渡辺さんには就活をする上でハンディがあった。4年生の6月まで、アイスランドに留学していたのだ。一般的な就活生は3年生の3月から4年生の5月にかけて企業への応募を済ませ、選考を受けている。帰国してから動き出していては間に合わない。

そこで目をつけたのがスカウトサービスだった。アイスランドにいながら「待っているだけ」で就活できる。現地滞在中に複数の企業から「オンライン面接をしませんか」とオファーをもらった。「スカウトサービスがなかったら秋まで就活していたかもしれない」

スカウトサービスは学生が自分の私服姿の写真や過去の経歴などをあらかじめ入力。登録企業がこうしたプロフィルを閲覧し、有望な学生を指名する仕組みだ。オファーボックスに登録する2020年卒の学生数は12月時点で12万7000人と、2年前に比べ8割増えた。何の関わりもない不特定多数の登録企業が個人情報を閲覧できるが、SNSの流行によって「自己PRをネット上に発信することにそれほどためらいはない」(都内の大学4年生)という。

ポスト「リクナビ」として注目

8月にはリクルートキャリア(東京・千代田)が運営する「リクナビ」が、学生の個人情報を不適切に扱っていたことが報じられた。ナビサイトの利用に不安が生じたことでスカウト人気には拍車がかかり、ポスト「リクナビ」として注目が集まっている。
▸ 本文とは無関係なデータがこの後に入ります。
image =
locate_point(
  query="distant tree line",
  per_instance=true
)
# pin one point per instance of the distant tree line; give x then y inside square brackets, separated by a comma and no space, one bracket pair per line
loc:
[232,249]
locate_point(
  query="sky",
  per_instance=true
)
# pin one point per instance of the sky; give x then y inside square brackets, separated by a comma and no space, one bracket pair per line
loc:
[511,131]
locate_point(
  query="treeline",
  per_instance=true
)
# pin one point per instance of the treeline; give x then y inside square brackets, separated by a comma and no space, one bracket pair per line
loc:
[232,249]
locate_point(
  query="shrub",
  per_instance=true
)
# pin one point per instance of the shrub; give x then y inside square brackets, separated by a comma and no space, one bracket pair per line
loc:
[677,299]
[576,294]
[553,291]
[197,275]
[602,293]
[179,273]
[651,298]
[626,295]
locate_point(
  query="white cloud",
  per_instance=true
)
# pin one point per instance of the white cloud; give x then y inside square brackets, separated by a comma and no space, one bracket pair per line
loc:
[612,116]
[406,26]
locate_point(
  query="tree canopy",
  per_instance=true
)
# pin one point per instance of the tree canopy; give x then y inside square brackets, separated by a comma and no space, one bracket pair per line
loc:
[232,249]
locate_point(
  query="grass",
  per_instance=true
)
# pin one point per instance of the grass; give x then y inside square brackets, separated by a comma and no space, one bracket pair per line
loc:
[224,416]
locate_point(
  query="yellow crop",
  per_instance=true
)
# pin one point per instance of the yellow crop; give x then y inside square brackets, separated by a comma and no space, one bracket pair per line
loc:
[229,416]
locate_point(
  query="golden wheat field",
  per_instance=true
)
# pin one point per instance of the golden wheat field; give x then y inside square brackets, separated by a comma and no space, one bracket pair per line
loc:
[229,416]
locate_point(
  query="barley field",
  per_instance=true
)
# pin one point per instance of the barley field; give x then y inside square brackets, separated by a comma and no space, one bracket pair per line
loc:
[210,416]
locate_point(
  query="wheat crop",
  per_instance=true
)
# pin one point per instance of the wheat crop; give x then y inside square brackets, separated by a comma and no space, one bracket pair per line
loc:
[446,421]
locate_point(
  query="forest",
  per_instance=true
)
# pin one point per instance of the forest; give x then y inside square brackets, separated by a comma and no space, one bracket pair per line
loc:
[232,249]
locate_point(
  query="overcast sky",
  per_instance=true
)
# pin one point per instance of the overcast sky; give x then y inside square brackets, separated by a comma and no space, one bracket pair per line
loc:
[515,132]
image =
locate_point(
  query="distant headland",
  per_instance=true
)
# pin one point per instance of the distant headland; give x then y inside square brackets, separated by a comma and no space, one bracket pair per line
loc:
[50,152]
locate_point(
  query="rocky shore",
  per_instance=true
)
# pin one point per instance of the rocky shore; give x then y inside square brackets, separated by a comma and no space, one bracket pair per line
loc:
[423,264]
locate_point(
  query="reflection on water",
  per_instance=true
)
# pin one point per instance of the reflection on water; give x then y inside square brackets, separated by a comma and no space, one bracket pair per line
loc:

企業側もスカウトに熱い視線を送る。今は少子化が進み、大手や人気企業ですら優秀な人材を発掘するのに苦労している。ここ2~3年で「資生堂や日産自動車など、大手企業の利用も増えてきた」(アイプラグ)。7月に導入した経済産業省は「通常の選考では出会えなかった学生を見つけたい」と期待する。

オファーボックスを利用する企業は19年10月に5400社と、2年前に比べて1.6倍に増えた。人材サービス大手のエン・ジャパンが手がける「アイルーツ」も同期間で3倍に増えた。